Dans le pays occupé, ce
furent des milliers d'actes quotidiens, des gestes en apparence bien minimes et
bien modestes, pourtant terriblement dangereux, qui lentement forgèrent l'esprit
de résistance.
Ils précédèrent de grandes
initiatives et se conjuguèrent à des actions de masses ou d'éclat.
Ici, des doigts agiles
écrivirent sur les murs de nos villes, là des milliers de mains expertes grippèrent
la machine de guerre nazie et sabotèrent la production de guerre, plus loin des
tracts furent distribués, notre vie ouvrière clandestine, le journal de la CGT,
fut reproduite et passa de main en main dès janvier 1940.
Grèves et arrêts de travail,
prises de parole dans les usines se succédèrent.
100 000 mineurs du Nord et
Pas-de-Calais furent impliqués dans la grande grève de mai-juin 1941.
La répression fut terrible,
avec des centaines de militants arrêtés, emprisonnés, fusillés, déportés.
On comprend ainsi la phrase
de François Mauriac: « Seule, dans sa masse, la classe ouvrière est restée
fidèle à la patrie profanée ».
C'est ce vaste mouvement
revendicatif pour l'augmentation des salaires, pour le pain, du savon, du
travail, l'amélioration du ravitaillement, contre l'augmentation des heures de
travail qui peu à peu forgea l'unité.
Revendiquer au quotidien a
été une des voies de constitution de la résistance.
L'ensemble trace le chemin
à suivre aujourd'hui dans d'autres conditions.
Quelles que soient les manœuvres
de l'adversaire, quelles que soient les divisions, partir des aspirations et
des revendications permet d'unir et de surmonter les obstacles.
Dans l'entreprise,
aujourd'hui, dans un contexte radicalement différent, nous pouvons nous
inspirer de ce patient travail pour surmonter le poison de la division, pour
rassembler, pour construire une visée collective de progrès social.

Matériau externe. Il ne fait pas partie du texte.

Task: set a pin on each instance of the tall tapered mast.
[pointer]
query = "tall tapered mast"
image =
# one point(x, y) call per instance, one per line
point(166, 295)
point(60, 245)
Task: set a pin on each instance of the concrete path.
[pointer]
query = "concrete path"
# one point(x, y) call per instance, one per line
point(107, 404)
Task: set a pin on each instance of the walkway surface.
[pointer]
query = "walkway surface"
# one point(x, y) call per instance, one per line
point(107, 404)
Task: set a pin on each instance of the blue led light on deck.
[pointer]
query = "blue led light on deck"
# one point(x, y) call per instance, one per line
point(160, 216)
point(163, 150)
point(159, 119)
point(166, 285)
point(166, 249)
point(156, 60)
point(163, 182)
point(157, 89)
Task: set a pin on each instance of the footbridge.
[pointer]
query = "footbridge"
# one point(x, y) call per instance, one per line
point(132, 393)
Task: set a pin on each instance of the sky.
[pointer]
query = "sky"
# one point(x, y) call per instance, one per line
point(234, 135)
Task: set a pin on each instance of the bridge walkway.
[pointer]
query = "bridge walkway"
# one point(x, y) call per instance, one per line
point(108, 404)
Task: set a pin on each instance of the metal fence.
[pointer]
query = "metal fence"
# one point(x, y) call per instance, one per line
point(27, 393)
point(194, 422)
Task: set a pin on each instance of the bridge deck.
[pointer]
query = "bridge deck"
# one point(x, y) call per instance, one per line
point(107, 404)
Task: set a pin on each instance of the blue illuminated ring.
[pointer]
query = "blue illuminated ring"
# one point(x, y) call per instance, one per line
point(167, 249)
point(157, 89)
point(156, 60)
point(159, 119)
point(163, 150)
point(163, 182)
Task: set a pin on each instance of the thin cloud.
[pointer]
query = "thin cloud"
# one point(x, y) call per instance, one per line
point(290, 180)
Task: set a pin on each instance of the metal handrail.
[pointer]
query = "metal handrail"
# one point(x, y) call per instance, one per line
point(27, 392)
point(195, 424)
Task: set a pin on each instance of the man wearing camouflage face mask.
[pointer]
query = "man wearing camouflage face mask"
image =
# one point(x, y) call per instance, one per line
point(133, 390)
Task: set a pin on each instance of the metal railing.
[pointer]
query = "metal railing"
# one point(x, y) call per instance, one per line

Sans ce travail opiniâtre à
partir des revendications, la résistance n'aurait pas eu ce caractère à la fois
national et populaire, unissant, indépendamment des convictions et des croyances.
Le chemin fut certes difficile
et semé d'embûches.
Il fallut surmonter bien
des réticences et des répugnances. Pourtant, malgré la clandestinité, l'action
revendicative et une démarche syndicale lucide, conduisirent progressivement aux
accords du Perreux du 17 avril 1943.
Les lignes avaient bougé parce
des forces organisées s’étaient créées dans la vie, dans les luttes, grâce au
travail des Comités populaires.
La reconstitution de
l'unité de la CGT fut le résultat de la prise en compte de la réalité d'une
masse qui avait évolué.
Quarante et un jours plus
tard se constituait le CNR.
La force de persuasion
unitaire des « accords du Perreux » eut vraisemblablement une influence
déterminante sur cet événement, qualifié de « capital » par le
général de Gaulle.
Soixante-dix ans après, la
réalité sociale de notre pays en reste marquée.
Si la libération de la
France s’est accompagnée de fantastiques progrès sociaux qui permirent le
redressement national, nous le devons à ce vaste et obscur mouvement, à l’opiniâtreté
et la force de conviction de milliers de femmes et d’hommes, au rôle de la
classe ouvrière, du monde du travail et de notre syndicalisme dans la
résistance.
Le programme du CNR puis sa
mise en application furent nourris des combats antérieurs à la guerre, des
conquêtes sociales de 1936 et de l’expérience acquise dans la lutte quotidienne.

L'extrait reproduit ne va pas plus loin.